I want the Mother/Earthbound games to be added to Nintendo Online, so I can finally play them.

	Post automatically merged: Jun 12, 2021



MiniPocketWorld said:


> Personally hoping to hear a little more information about the launch of Garden Story since there wasn't any in today's Wholesome Direct.
> E3 has announced a special partnership that allows indie game devs their time to shine. 2021. https://www.makeuseof.com/why-e3-2021-good-for-indie-game-developers/


Yay! Indie spotlights! I hadn't heard that.


----------



## Millysaurusrexjr (Jun 12, 2021)

all I want is a big ACNH update.. i don't really play any other Nintendo games tbh
*edit*: I lied, actually I love Pokémon, if they brought all the old Pokémon games to the switch I'd be stoked
Although I'd probably try a new Metroid game


----------



## TheDuke55 (Jun 13, 2021)

Something actually new that isn't just a port. Seems like Nintendo has just been shelling out their 3DS and WiiU games as ports as of late and since I own most of them, I want something new. I know they're doing this because the WiiU sells and its overall popularity was hurt because they didn't really promote it all that well.

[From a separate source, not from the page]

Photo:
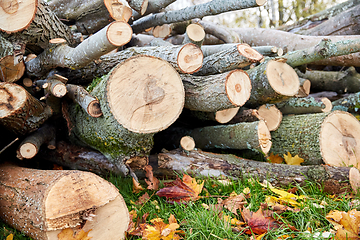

I would like to hear news about Metroid and know it isn't just a dead franchise like F-Zero. They promised Metroid Prime 4 many years ago and we never heard anything. Some news on Botw2 would be nice, but Botw wasn't really my main go to Zelda game. I loved the points of interests, dungeons, and caves as well as some of the sidequests in the other games, but Botw focused so much on a huge overworld and there wasn't a lot to do out there. It all looked samey after a while.


----------



## Trent the Paladin (Jun 13, 2021)

Zelda stuff mainly and maybe some Metroid ports if they’ve got nothing for Prime 4 currently. Anything else might be a nice surprise. Also no long drawn out JRPG segment. Like JRPGs, but god these sections suck in any Nintendo presentation.


----------



## N e s s (Jun 13, 2021)

Give me Mother 3 and I’ll be happy but I know that won’t happen


----------



## Nintenshel (Jun 13, 2021)

I really hope we see Metroid Prime 4! I've been excited for that pretty much since the Switch came out lol


----------



## N e s s (Jun 14, 2021)

I can’t to wait to see the new 20 items in ACNH tomorrow!!


----------



## Beanz (Jun 14, 2021)

this is probably unlikely but i just want another tomadachi life ;-;


----------



## azurill (Jun 14, 2021)

ItzNotNatzDuh said:


> this is probably unlikely but i just want another tomadachi life ;-;


I would love a tomadachi life for the switch.


----------



## porkpie28 (Jun 14, 2021)

MK9 would be cool


----------



## Kuroh (Jun 14, 2021)

*Nintendo E3 Wishlist:*

F-Zero
Mario Kart
Mario Party
Animal Crossing: New Horizons update or DLC
Kirby game with multiplayer
BOTW 2 info


----------



## kiwikenobi (Jun 14, 2021)

All I really wish for is something totally brand new that I like. Not a remake, not a sequel, not a port, not a spinoff. I want to be surprised by something new and interesting. I can't remember the last time that happened. It must have been back with the first Spatoon in 2015. Maybe the original release of Miitopia in 2016, though that feels like a spinoff of their other Mii-based games, really. Either way, it feels like perhaps it's time for Nintendo to break out something completely new and cool.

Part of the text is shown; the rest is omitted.